Perception is everything

Posted: January 2, 2012 in Work
Tags: ,

I am in an intensely introspective period at present. There is a great deal rattling around in my head these days and it would most likely help a bit to get some of it out.

As I was explaining to a good friend earlier today, I find myself mulling over perception, that is, specifically how I am perceived. Some may ask “why do you care what people think of you?” but from my vantage point, perception is a bit of a different beast and it is especially important in my professional world where in any case it actually does matter what people think of you. I explained to my friend that I am often perceived as intimidating, which he disavowed vehemently even as he admitted that we’d never actually worked in a professional setting together. I explained further.

You know how we are together, especially as fellow musicians? Rapid fire, always on, so much to say our mouths can barely keep up? Laughing, loud and randomly libertine? No holds barred, put everything on the table? Boundless energy trumped only by equally insatiable curiosity? “Ohhhh,” he says. “Right.” At my workplace, I’m an effusive talking thinker surrounded by introverted policy wonks and similarly situated academics. I am the person who will stop a room by simply asking “Well, why?” When asked the classic interview question “are you a big picture person or task oriented” I will respond that I can’t be task-oriented unless I know what the big picture is. I can’t satisfactorily put together a piece of a project unless I have the big picture inspiration for it. And that desire to know can apparently often manifest itself in such a way as to be intimidating. My friend agreed, saying that he could recall my fact finding mode as tinged with annoyance.

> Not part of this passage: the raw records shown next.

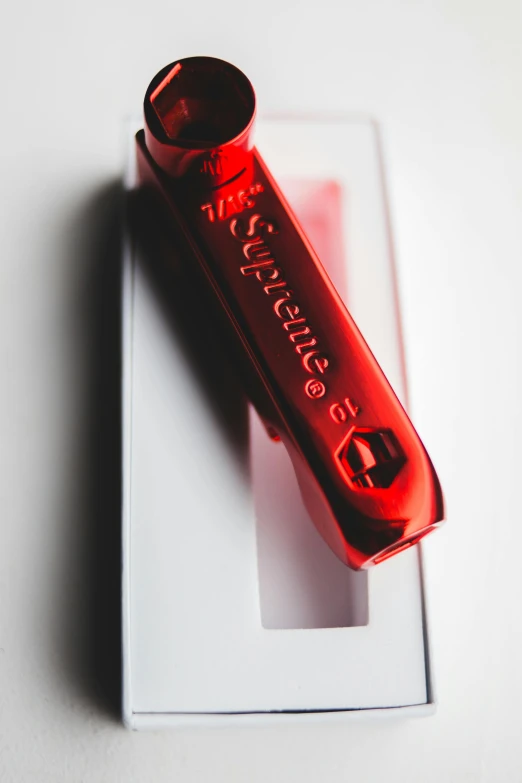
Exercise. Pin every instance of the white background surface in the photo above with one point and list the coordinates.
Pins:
(445, 78)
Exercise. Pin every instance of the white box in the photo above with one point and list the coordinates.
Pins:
(234, 610)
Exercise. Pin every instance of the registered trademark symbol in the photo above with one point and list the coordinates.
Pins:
(315, 388)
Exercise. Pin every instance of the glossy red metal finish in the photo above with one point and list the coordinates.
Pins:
(364, 474)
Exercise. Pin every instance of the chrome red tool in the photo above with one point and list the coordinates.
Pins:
(364, 474)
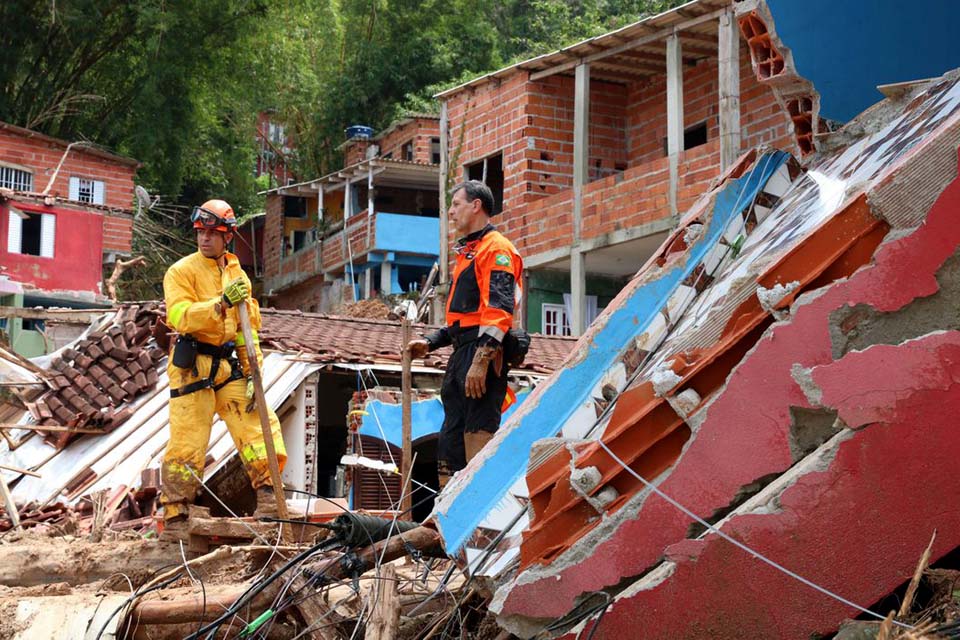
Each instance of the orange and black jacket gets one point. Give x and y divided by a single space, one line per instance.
484 292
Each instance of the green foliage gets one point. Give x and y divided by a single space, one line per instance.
177 85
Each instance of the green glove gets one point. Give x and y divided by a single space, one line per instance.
251 401
235 292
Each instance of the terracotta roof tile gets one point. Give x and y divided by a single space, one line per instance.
91 380
355 340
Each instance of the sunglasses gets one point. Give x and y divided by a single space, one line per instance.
209 219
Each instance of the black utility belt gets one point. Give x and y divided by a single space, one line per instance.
185 353
186 349
460 337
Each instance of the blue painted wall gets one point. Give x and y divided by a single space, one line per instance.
847 48
571 386
409 234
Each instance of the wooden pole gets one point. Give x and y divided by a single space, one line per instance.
264 416
406 383
8 504
423 539
385 607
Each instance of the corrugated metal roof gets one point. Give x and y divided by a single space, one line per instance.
93 462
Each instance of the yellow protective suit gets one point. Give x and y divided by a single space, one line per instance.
193 290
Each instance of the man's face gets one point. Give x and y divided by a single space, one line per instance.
463 212
212 243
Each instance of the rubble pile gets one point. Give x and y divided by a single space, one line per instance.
95 376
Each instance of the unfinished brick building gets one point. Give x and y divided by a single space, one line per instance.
385 200
593 151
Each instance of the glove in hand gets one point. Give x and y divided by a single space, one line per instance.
251 399
475 384
235 292
418 348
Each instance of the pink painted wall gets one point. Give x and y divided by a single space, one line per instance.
77 251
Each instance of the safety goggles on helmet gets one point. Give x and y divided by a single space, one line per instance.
208 219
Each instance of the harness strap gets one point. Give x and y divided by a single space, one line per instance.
218 353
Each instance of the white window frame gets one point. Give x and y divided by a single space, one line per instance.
16 178
558 326
48 232
87 190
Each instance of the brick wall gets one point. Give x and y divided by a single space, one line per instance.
272 235
306 296
531 123
41 156
117 232
493 118
419 130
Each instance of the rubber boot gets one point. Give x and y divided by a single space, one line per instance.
266 503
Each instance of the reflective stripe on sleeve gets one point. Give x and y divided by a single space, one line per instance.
177 312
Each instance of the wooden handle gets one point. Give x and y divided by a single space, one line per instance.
264 412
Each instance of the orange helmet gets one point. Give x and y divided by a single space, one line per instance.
214 214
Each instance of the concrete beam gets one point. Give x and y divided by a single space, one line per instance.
729 89
546 258
581 159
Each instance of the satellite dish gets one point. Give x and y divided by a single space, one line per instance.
143 196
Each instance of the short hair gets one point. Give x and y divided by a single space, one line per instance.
476 190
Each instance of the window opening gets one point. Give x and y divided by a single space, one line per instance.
490 171
555 320
294 207
16 179
694 136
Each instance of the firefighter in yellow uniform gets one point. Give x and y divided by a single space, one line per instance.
209 370
484 293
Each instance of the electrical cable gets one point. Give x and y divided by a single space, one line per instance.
134 596
203 589
257 588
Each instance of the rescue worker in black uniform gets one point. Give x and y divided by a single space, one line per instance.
485 290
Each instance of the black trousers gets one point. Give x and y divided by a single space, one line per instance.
462 414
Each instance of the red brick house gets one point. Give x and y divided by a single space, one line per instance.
370 228
65 215
594 150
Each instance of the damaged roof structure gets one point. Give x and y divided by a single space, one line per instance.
755 438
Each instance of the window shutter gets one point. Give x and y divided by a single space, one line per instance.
98 192
48 225
13 232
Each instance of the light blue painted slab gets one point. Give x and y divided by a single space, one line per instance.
459 514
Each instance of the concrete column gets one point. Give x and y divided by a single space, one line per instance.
674 115
386 277
370 190
581 157
728 46
444 259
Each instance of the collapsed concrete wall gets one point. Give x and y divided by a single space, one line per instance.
786 277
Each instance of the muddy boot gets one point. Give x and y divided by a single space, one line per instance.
175 529
266 503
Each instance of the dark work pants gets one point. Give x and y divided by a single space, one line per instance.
462 414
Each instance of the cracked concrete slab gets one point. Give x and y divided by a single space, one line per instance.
745 435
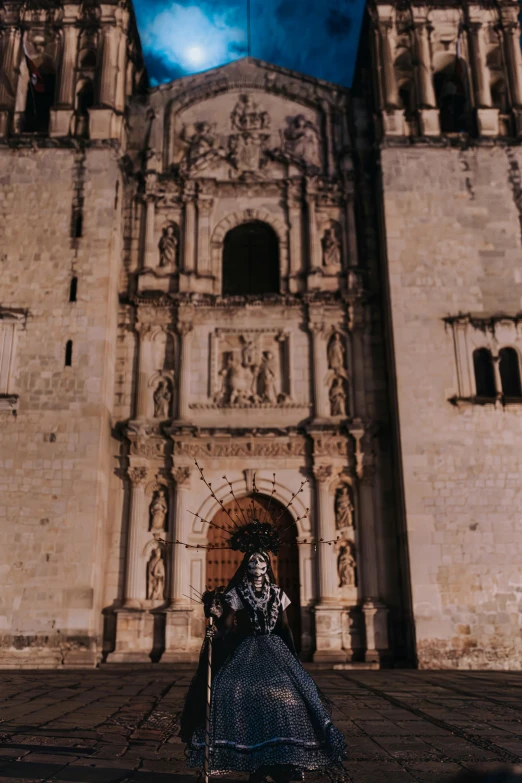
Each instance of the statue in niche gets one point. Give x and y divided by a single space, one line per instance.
168 246
201 142
301 141
156 576
162 398
336 355
344 509
331 244
267 378
237 381
337 395
158 512
346 565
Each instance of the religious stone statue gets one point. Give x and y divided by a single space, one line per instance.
237 381
343 508
336 352
201 142
301 141
267 378
337 396
346 565
168 246
156 576
162 398
331 244
158 512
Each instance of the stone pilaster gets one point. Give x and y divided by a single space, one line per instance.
135 587
184 330
328 611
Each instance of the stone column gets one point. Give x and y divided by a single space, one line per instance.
135 587
319 370
425 85
142 394
375 612
328 611
178 530
67 70
189 234
314 250
10 55
184 330
391 92
150 259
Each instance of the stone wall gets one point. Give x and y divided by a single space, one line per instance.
453 246
56 452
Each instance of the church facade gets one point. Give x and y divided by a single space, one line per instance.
251 288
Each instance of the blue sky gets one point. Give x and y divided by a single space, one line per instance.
316 37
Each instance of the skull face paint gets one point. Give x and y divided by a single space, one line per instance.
257 570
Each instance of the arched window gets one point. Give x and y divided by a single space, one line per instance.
484 374
251 260
84 102
451 88
40 100
510 373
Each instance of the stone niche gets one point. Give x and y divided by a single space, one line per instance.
250 369
246 133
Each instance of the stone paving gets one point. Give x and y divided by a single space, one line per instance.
117 724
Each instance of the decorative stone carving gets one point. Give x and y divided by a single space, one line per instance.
331 245
323 473
346 564
137 475
158 513
246 149
156 576
200 142
301 142
343 508
168 247
162 399
242 447
252 368
181 475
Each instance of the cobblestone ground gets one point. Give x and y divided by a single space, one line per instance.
106 725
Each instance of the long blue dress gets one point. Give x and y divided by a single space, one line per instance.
265 707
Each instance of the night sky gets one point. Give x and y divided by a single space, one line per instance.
315 37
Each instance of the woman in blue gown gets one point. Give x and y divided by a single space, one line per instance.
266 714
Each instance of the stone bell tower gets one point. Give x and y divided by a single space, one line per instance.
439 87
67 70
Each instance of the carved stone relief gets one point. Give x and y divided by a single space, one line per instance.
337 376
162 399
250 368
158 513
346 564
344 510
156 576
332 246
168 247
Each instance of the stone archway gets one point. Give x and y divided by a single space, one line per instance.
222 564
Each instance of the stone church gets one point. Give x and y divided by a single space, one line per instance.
312 294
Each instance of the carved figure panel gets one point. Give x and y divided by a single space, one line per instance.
332 245
250 368
344 510
168 247
156 576
346 564
158 512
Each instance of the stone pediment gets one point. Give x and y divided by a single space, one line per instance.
246 120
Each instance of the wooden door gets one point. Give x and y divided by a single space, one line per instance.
222 564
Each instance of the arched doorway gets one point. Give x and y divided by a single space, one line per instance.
251 260
222 564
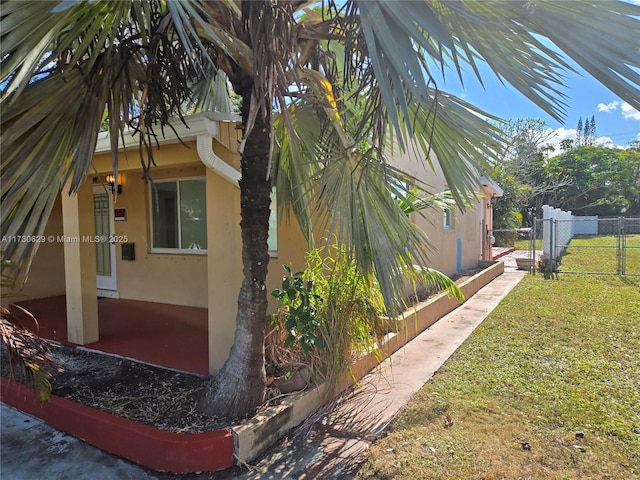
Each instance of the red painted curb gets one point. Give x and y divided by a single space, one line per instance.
503 253
142 444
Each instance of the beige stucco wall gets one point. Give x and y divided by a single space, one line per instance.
463 239
180 279
46 276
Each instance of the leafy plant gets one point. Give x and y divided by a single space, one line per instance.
27 353
301 302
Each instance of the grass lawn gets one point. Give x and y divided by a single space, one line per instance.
599 254
548 387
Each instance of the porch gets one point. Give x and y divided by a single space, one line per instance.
171 336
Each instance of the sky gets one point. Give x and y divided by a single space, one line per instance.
617 123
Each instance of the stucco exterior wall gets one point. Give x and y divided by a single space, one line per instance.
46 276
452 249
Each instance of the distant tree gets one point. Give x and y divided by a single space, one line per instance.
567 144
592 130
579 136
522 171
598 181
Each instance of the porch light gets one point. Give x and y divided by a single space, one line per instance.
111 181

I pounced on this. Yes! That’s exactly what I’m talking about! The Man Unit even went so far as to describe it as “dripping with disdain for those less intelligent than you.” But when I’m in that moment, there is no disdain, there is no annoyance unless it is with myself for being in a place of ignorance. There is not one iota of my being when I’m learning that should be putting out that sort of negative feeling, so what is it? Is it an absence of self? Because I have the switch set to ‘off’, does that mean I am the Inquisition when I have stripped me of what makes me myself? This is where I struggle.

But my friend brought up another point of view that I had yet to consider or introduce to the matter: the point of race. Consider how black women function in the workplace, he posited. Consider how they are treated and…perceived. Consider what they have been forced to give up. I sat back and considered this. I don’t have any immediate role models of black women in business from my youth. My mother was mostly a SAHM, save for a few stints volunteering on military bases where we lived and time with the local United Way info hotline until they moved from the Rolodex to computers and she refused to learn to type. We didn’t live close enough to anyone else in the family who might have set useful examples, nor was I that familiar with the women at my parents’ church to learn. Funny, if I’d known how shark infested the uncharted waters I was about to navigate actually were, I’d probably have been terrified. Ah, the confidence of youth and ignorance.

I’m still no closer to figuring this out, how to serve myself to the world, but this adds a dimension that I need to mull at length. I do have a mentor at work, a black woman who happens to be the deputy of my division and I’m considering having this discussion with her. That will be somewhat difficult as her schedule is a nightmare and I also have been pulling back on the time I spend in other people’s faces running my mouth either about project development or the latest injustice visited upon my branch mates by our brilliant micromanaging supervisor with the marked lack of emotional intelligence. Mainly because I abhor being that person that people try to hide from when they see you coming because all you do is bitch. I try not to, I really try to see all sides of things, but when I pop my head into the deputy’s office only to say hello and she opens with an intense “How are things over there?’, it’s hard to hold back. I managed to keep my yap shut in an emergency meeting last month that I truncated an annual leave day to attend and by the end of the topic discussion, the division director stared at me and said “What are your thoughts? You’ve been unusually quiet.” Which I saw as something of a personal victory, even as it was somewhat bewildering to the tiny me inside that’s still 12 as in “someone smarter and more experienced than me actually wants to hear what I think about something?”

What does this all boil down to? In short, I want to develop a reputation where colleagues are delighted to work with me, not frightened or annoyed. How can get what I need and be productive/successful in collaborative professional non-music settings without sacrificing who I am? I suppose that I’ve gotten some of the hard work out of the way because I know who I am and what I want.